Five Dimensions of Meta-Leadership 3. Lead the Silo To work effectively with partners, you first need a solid base in your own organization. Crossing silos doesn’t mean the silos go away. Meta-Leaders make sure they and their organization do their jobs well. M-Ls seek to empower strong, smart capable followers; are not threatened by them. Fosters “meta-followers”: people who think and collaborate beyond usual boundaries in the interest of meaningful solutions. A meta-follower can be a meta-leader at his or her level.
Five Dimensions of Meta-Leadership 4. Lead Up: Influencing the Boss(es) “The great meta-leader is a great subordinate: dependable, honest, reliable and loyal.” Enables M-L to speak truth to power within own silo. To lead across domains/silos, you also have to be able to influence the bosses of other silos. This requires the combination of will and humility emphasized in Good to Great. It also requires sharp insight into the perspective of other silos and their bosses.
Five Dimensions of Meta-Leadership 5. Lead Across “…the ability to generate…involvement among entities that look at a problem from very different yet complementary vantage points.” Rather than focusing on differences among stakeholders, focusing on shared values, objectives and circumstances. This is the classic public health emphasis on partnerships and community based coalition building. But only works really well when the first 4 dimensions are in place.
5 Dimensions of Meta-Leadership The person of the meta-leader. Strategic situational awareness. Leading your silo. Leading Up. Leading Across. You can’t do #5 optimally unless you can do 1-4 well.
Connectivity: Meta-Leadership’s Effect Meta-Leaders “connect the intentions and the work of different organizations or organizational components to achieve a shared purpose.” M-L does not mean “tearing down silos.” Silos have important functions. Connectivity means silos working together to better leverage each other’s strengths. Those silos might be divisions within your health department, groups of health departments, or various community partners.

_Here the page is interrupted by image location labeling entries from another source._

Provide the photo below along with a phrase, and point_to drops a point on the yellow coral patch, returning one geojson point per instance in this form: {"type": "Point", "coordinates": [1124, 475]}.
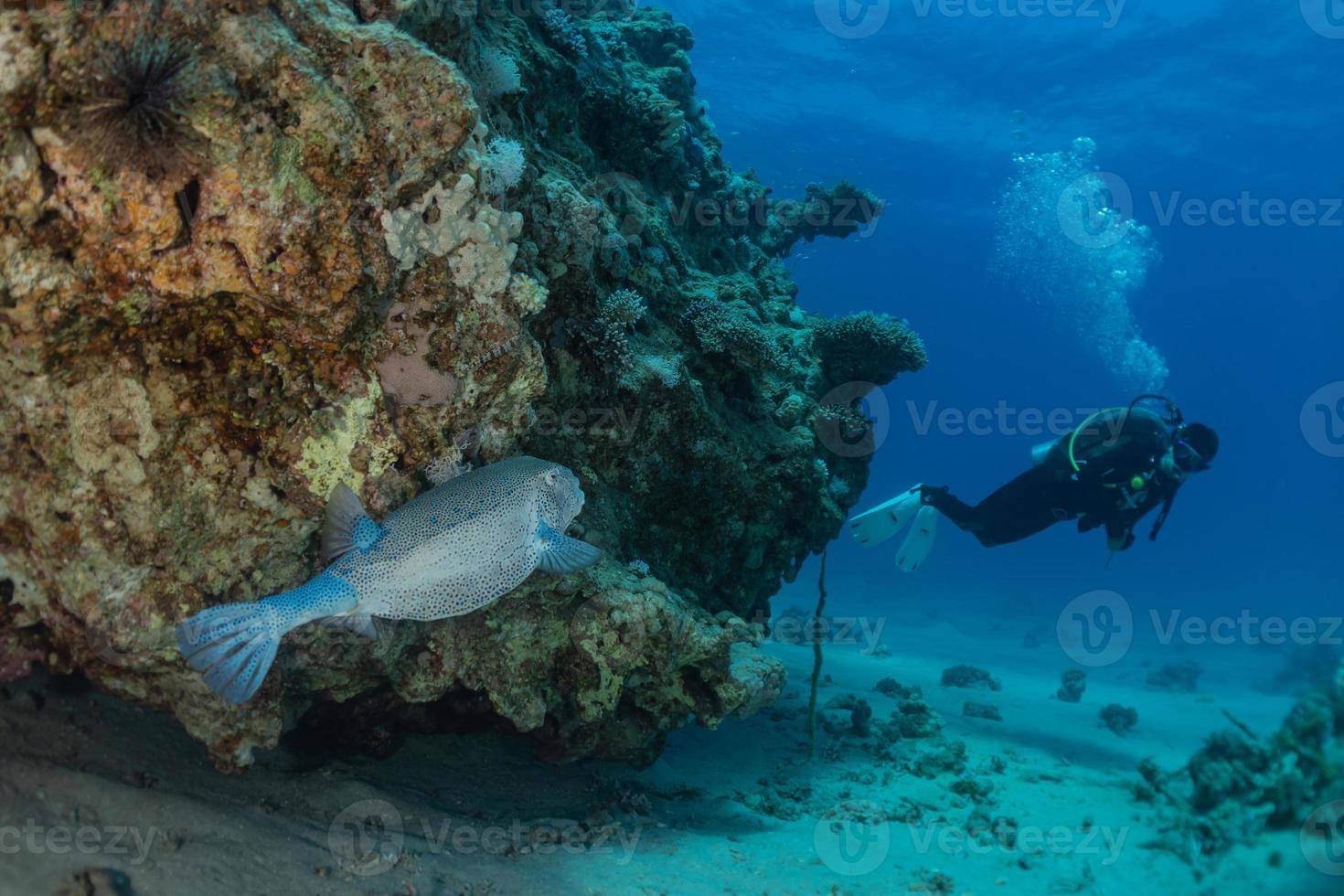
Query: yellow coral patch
{"type": "Point", "coordinates": [325, 455]}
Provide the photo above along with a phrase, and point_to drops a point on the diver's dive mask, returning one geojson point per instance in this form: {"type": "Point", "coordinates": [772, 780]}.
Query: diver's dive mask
{"type": "Point", "coordinates": [1186, 457]}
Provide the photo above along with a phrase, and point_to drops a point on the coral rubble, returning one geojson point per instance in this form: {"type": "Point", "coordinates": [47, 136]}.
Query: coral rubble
{"type": "Point", "coordinates": [371, 245]}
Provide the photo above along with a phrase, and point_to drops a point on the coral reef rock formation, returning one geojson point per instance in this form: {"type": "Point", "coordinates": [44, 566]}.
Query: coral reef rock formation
{"type": "Point", "coordinates": [253, 251]}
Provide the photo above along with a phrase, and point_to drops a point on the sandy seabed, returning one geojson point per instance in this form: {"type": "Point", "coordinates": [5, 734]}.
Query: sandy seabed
{"type": "Point", "coordinates": [101, 797]}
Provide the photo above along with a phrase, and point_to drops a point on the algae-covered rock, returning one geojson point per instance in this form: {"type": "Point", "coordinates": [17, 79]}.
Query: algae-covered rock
{"type": "Point", "coordinates": [253, 251]}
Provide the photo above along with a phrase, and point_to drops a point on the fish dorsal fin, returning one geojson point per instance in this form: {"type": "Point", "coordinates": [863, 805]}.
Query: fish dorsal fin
{"type": "Point", "coordinates": [560, 554]}
{"type": "Point", "coordinates": [347, 526]}
{"type": "Point", "coordinates": [360, 624]}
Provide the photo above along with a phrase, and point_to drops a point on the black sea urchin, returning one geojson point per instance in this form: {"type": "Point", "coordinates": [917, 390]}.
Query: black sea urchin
{"type": "Point", "coordinates": [137, 105]}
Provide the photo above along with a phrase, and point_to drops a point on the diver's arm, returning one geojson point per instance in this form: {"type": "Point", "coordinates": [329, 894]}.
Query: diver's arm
{"type": "Point", "coordinates": [1120, 534]}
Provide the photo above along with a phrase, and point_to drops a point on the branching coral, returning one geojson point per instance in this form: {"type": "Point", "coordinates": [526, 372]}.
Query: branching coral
{"type": "Point", "coordinates": [624, 308]}
{"type": "Point", "coordinates": [497, 74]}
{"type": "Point", "coordinates": [723, 331]}
{"type": "Point", "coordinates": [869, 348]}
{"type": "Point", "coordinates": [840, 211]}
{"type": "Point", "coordinates": [565, 32]}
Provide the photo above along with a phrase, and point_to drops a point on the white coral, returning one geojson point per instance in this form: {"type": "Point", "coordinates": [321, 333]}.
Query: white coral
{"type": "Point", "coordinates": [476, 237]}
{"type": "Point", "coordinates": [503, 164]}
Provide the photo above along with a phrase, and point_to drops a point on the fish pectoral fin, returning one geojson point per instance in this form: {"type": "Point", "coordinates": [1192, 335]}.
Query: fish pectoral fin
{"type": "Point", "coordinates": [347, 524]}
{"type": "Point", "coordinates": [360, 624]}
{"type": "Point", "coordinates": [560, 554]}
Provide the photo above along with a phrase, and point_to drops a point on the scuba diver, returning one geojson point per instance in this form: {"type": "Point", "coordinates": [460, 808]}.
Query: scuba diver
{"type": "Point", "coordinates": [1110, 472]}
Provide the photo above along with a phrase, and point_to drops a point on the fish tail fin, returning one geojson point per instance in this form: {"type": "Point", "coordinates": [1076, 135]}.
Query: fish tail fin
{"type": "Point", "coordinates": [235, 644]}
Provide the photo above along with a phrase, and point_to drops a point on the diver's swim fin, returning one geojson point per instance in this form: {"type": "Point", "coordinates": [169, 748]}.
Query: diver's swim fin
{"type": "Point", "coordinates": [917, 546]}
{"type": "Point", "coordinates": [884, 520]}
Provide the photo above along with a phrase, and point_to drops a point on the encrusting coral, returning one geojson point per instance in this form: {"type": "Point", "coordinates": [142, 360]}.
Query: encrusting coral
{"type": "Point", "coordinates": [315, 271]}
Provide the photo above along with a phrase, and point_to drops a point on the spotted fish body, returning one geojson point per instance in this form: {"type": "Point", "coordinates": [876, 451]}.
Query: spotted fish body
{"type": "Point", "coordinates": [446, 552]}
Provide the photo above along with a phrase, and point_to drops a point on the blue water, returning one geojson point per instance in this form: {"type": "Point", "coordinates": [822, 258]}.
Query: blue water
{"type": "Point", "coordinates": [1194, 100]}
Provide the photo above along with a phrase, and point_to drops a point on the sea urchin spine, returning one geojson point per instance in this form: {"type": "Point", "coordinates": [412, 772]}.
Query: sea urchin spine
{"type": "Point", "coordinates": [136, 113]}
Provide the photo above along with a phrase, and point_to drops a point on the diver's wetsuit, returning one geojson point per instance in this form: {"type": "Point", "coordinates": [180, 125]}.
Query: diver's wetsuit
{"type": "Point", "coordinates": [1100, 493]}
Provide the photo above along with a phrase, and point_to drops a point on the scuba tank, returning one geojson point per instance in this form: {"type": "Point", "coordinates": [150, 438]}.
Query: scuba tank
{"type": "Point", "coordinates": [1080, 443]}
{"type": "Point", "coordinates": [1041, 452]}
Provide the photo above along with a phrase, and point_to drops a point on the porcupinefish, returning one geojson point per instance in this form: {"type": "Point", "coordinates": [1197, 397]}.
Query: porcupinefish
{"type": "Point", "coordinates": [446, 552]}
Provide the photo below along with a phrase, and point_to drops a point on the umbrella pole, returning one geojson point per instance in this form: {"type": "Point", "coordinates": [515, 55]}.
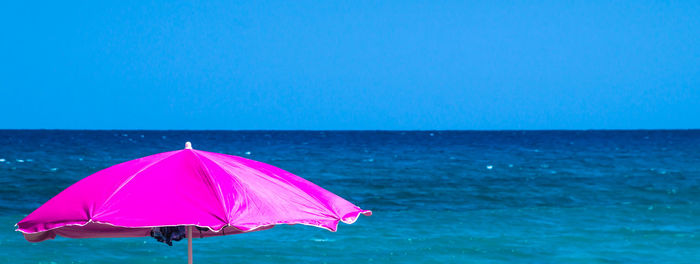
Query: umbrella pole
{"type": "Point", "coordinates": [189, 245]}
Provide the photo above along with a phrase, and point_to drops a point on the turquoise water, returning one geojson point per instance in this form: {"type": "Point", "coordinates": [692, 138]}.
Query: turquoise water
{"type": "Point", "coordinates": [437, 197]}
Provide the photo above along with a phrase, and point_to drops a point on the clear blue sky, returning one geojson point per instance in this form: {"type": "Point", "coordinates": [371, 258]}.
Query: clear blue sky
{"type": "Point", "coordinates": [350, 65]}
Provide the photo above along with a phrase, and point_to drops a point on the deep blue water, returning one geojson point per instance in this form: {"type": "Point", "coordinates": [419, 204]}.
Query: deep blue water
{"type": "Point", "coordinates": [437, 196]}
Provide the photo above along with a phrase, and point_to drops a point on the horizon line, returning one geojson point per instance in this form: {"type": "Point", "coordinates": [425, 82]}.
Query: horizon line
{"type": "Point", "coordinates": [353, 130]}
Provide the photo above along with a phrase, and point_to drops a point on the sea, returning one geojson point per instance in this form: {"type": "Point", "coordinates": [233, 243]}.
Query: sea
{"type": "Point", "coordinates": [599, 196]}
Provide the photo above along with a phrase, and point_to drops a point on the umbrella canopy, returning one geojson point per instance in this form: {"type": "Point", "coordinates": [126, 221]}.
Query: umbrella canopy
{"type": "Point", "coordinates": [221, 194]}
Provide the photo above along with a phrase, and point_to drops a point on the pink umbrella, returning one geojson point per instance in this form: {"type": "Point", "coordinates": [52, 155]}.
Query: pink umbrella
{"type": "Point", "coordinates": [217, 193]}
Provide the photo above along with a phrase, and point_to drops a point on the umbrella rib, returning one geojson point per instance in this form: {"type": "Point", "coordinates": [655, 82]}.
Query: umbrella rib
{"type": "Point", "coordinates": [132, 177]}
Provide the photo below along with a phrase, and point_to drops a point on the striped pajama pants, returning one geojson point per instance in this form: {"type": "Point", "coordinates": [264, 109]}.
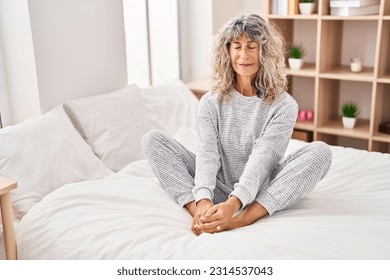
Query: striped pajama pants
{"type": "Point", "coordinates": [293, 177]}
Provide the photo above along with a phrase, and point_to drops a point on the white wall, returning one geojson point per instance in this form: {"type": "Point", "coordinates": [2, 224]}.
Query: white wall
{"type": "Point", "coordinates": [137, 49]}
{"type": "Point", "coordinates": [164, 40]}
{"type": "Point", "coordinates": [19, 62]}
{"type": "Point", "coordinates": [4, 100]}
{"type": "Point", "coordinates": [79, 48]}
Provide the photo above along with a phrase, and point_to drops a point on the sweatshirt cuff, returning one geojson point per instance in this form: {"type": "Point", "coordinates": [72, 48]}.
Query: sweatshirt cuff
{"type": "Point", "coordinates": [202, 194]}
{"type": "Point", "coordinates": [243, 195]}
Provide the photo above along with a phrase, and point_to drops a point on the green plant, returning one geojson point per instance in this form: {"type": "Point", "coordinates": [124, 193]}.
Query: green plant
{"type": "Point", "coordinates": [350, 109]}
{"type": "Point", "coordinates": [297, 51]}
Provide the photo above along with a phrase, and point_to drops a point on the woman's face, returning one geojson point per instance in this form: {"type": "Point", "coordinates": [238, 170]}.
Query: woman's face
{"type": "Point", "coordinates": [244, 56]}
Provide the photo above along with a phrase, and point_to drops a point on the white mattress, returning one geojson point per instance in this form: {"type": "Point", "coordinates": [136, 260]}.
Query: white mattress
{"type": "Point", "coordinates": [129, 216]}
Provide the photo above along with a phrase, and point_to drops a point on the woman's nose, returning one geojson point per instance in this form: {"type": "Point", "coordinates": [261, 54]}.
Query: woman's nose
{"type": "Point", "coordinates": [243, 53]}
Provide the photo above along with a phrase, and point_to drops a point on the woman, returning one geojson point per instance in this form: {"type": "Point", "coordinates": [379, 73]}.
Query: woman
{"type": "Point", "coordinates": [244, 126]}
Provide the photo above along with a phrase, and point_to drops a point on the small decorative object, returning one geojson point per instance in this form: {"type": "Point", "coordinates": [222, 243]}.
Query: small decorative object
{"type": "Point", "coordinates": [356, 64]}
{"type": "Point", "coordinates": [306, 7]}
{"type": "Point", "coordinates": [349, 110]}
{"type": "Point", "coordinates": [384, 127]}
{"type": "Point", "coordinates": [305, 115]}
{"type": "Point", "coordinates": [295, 60]}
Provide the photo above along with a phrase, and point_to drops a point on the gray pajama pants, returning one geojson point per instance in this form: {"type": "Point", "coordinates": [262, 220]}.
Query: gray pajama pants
{"type": "Point", "coordinates": [294, 176]}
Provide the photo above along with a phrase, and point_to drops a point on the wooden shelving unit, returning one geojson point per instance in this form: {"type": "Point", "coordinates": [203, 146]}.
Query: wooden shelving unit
{"type": "Point", "coordinates": [326, 79]}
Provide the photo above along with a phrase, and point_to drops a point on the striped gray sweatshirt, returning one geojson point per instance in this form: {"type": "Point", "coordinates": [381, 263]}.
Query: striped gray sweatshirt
{"type": "Point", "coordinates": [241, 142]}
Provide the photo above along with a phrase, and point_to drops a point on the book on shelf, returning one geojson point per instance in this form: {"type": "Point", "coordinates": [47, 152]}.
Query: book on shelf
{"type": "Point", "coordinates": [282, 7]}
{"type": "Point", "coordinates": [353, 3]}
{"type": "Point", "coordinates": [354, 11]}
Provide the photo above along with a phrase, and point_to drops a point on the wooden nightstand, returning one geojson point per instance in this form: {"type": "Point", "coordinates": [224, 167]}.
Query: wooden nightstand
{"type": "Point", "coordinates": [6, 185]}
{"type": "Point", "coordinates": [200, 87]}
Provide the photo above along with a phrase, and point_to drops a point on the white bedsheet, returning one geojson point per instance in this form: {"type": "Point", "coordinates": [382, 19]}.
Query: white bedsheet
{"type": "Point", "coordinates": [129, 216]}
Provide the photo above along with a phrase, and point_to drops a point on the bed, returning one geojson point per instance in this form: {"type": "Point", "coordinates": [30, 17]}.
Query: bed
{"type": "Point", "coordinates": [93, 195]}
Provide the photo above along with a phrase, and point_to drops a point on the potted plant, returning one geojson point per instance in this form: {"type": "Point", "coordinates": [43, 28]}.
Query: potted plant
{"type": "Point", "coordinates": [295, 60]}
{"type": "Point", "coordinates": [306, 7]}
{"type": "Point", "coordinates": [349, 110]}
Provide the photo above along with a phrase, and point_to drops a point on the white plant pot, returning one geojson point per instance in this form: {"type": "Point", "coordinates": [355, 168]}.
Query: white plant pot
{"type": "Point", "coordinates": [306, 8]}
{"type": "Point", "coordinates": [349, 122]}
{"type": "Point", "coordinates": [295, 63]}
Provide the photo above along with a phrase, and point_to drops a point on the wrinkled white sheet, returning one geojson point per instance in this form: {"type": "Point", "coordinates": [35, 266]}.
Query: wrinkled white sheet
{"type": "Point", "coordinates": [129, 216]}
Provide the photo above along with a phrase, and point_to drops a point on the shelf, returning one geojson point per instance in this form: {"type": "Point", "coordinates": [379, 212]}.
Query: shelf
{"type": "Point", "coordinates": [308, 70]}
{"type": "Point", "coordinates": [309, 126]}
{"type": "Point", "coordinates": [382, 137]}
{"type": "Point", "coordinates": [326, 80]}
{"type": "Point", "coordinates": [344, 73]}
{"type": "Point", "coordinates": [384, 79]}
{"type": "Point", "coordinates": [335, 127]}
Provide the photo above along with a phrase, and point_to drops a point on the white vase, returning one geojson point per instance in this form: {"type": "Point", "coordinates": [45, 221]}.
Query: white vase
{"type": "Point", "coordinates": [306, 8]}
{"type": "Point", "coordinates": [349, 122]}
{"type": "Point", "coordinates": [295, 63]}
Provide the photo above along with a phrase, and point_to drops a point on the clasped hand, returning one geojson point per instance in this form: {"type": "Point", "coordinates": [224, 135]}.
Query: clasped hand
{"type": "Point", "coordinates": [211, 218]}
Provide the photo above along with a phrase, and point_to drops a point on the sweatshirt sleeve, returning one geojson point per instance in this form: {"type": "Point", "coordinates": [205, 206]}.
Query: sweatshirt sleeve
{"type": "Point", "coordinates": [207, 158]}
{"type": "Point", "coordinates": [267, 151]}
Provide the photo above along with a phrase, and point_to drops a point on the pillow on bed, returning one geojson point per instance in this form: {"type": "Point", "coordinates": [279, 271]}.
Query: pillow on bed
{"type": "Point", "coordinates": [42, 154]}
{"type": "Point", "coordinates": [175, 105]}
{"type": "Point", "coordinates": [113, 124]}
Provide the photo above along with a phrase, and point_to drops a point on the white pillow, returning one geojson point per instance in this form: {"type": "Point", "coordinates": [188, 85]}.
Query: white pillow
{"type": "Point", "coordinates": [188, 137]}
{"type": "Point", "coordinates": [42, 154]}
{"type": "Point", "coordinates": [175, 105]}
{"type": "Point", "coordinates": [113, 124]}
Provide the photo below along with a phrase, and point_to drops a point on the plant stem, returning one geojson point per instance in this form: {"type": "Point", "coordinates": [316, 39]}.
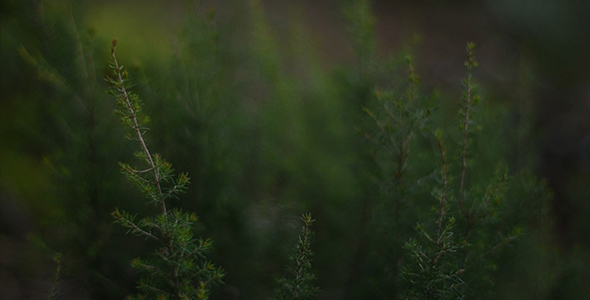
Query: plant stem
{"type": "Point", "coordinates": [136, 127]}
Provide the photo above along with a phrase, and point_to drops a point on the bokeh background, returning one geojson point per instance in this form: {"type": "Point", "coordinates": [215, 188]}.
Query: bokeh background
{"type": "Point", "coordinates": [259, 102]}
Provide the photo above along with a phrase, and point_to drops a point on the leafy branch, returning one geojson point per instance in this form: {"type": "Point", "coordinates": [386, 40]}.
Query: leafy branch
{"type": "Point", "coordinates": [177, 269]}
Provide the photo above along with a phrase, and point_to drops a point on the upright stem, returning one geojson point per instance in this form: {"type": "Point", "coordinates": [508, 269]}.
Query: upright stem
{"type": "Point", "coordinates": [469, 64]}
{"type": "Point", "coordinates": [136, 128]}
{"type": "Point", "coordinates": [443, 195]}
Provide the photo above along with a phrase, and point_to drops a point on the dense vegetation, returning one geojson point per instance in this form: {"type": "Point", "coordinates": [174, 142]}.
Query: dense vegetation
{"type": "Point", "coordinates": [415, 193]}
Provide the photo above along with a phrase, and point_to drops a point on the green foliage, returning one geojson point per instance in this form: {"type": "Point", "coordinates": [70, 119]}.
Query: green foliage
{"type": "Point", "coordinates": [299, 283]}
{"type": "Point", "coordinates": [177, 269]}
{"type": "Point", "coordinates": [404, 212]}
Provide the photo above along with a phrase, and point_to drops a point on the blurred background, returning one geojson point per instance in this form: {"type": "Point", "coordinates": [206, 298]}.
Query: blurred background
{"type": "Point", "coordinates": [261, 103]}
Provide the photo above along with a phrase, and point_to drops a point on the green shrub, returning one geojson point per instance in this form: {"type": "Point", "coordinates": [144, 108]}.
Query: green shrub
{"type": "Point", "coordinates": [177, 269]}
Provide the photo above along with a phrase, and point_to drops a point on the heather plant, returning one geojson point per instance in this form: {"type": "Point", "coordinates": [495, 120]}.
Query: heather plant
{"type": "Point", "coordinates": [178, 268]}
{"type": "Point", "coordinates": [450, 258]}
{"type": "Point", "coordinates": [299, 283]}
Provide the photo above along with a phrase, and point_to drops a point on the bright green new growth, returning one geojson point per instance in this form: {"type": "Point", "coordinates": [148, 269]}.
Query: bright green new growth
{"type": "Point", "coordinates": [178, 269]}
{"type": "Point", "coordinates": [299, 283]}
{"type": "Point", "coordinates": [447, 255]}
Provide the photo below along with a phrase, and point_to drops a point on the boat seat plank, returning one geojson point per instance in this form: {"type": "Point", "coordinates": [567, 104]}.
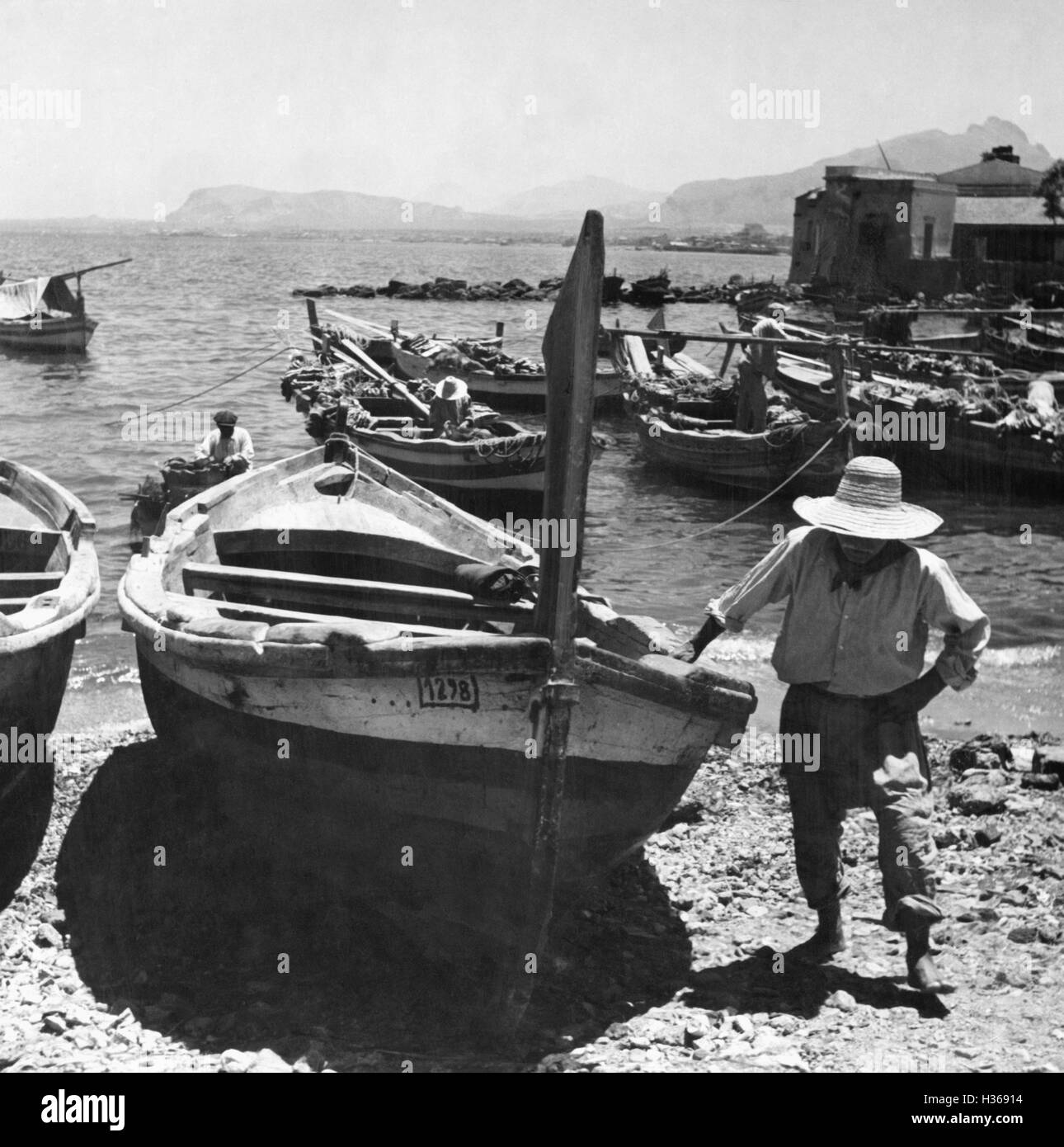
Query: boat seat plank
{"type": "Point", "coordinates": [311, 588]}
{"type": "Point", "coordinates": [21, 539]}
{"type": "Point", "coordinates": [203, 607]}
{"type": "Point", "coordinates": [341, 541]}
{"type": "Point", "coordinates": [30, 582]}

Meta-Followers You don’t have to be a CEO or Director to use these principles. They apply to anyone with a broad understanding of the purposes of her work, and who wants to be effective not only within her own unit or organization, but across boundaries. You can exert leadership among your colleagues; “lead-up” by giving honest feedback to your bosses in a form they can accept, and “lead across” by working with other parts of your organization effectively.
If you… …do a great job of directing your health department’s communicable disease unit, you’re a leader. If you work effectively with Environmental Public Health to jointly manage food-borne outbreaks…you might be a meta-leader.
If you… …are an effective Health Department Director, you are a leader. If you work with other community agencies to address a health problem more effectively than they could working separately (and have your Board’s support in doing so)…you might be a meta-leader.
If you… …are an effective Health Department Director, you are a leader. If you work with other health departments and your state DOH to address problems in the public health system statewide…you might be a meta-leader.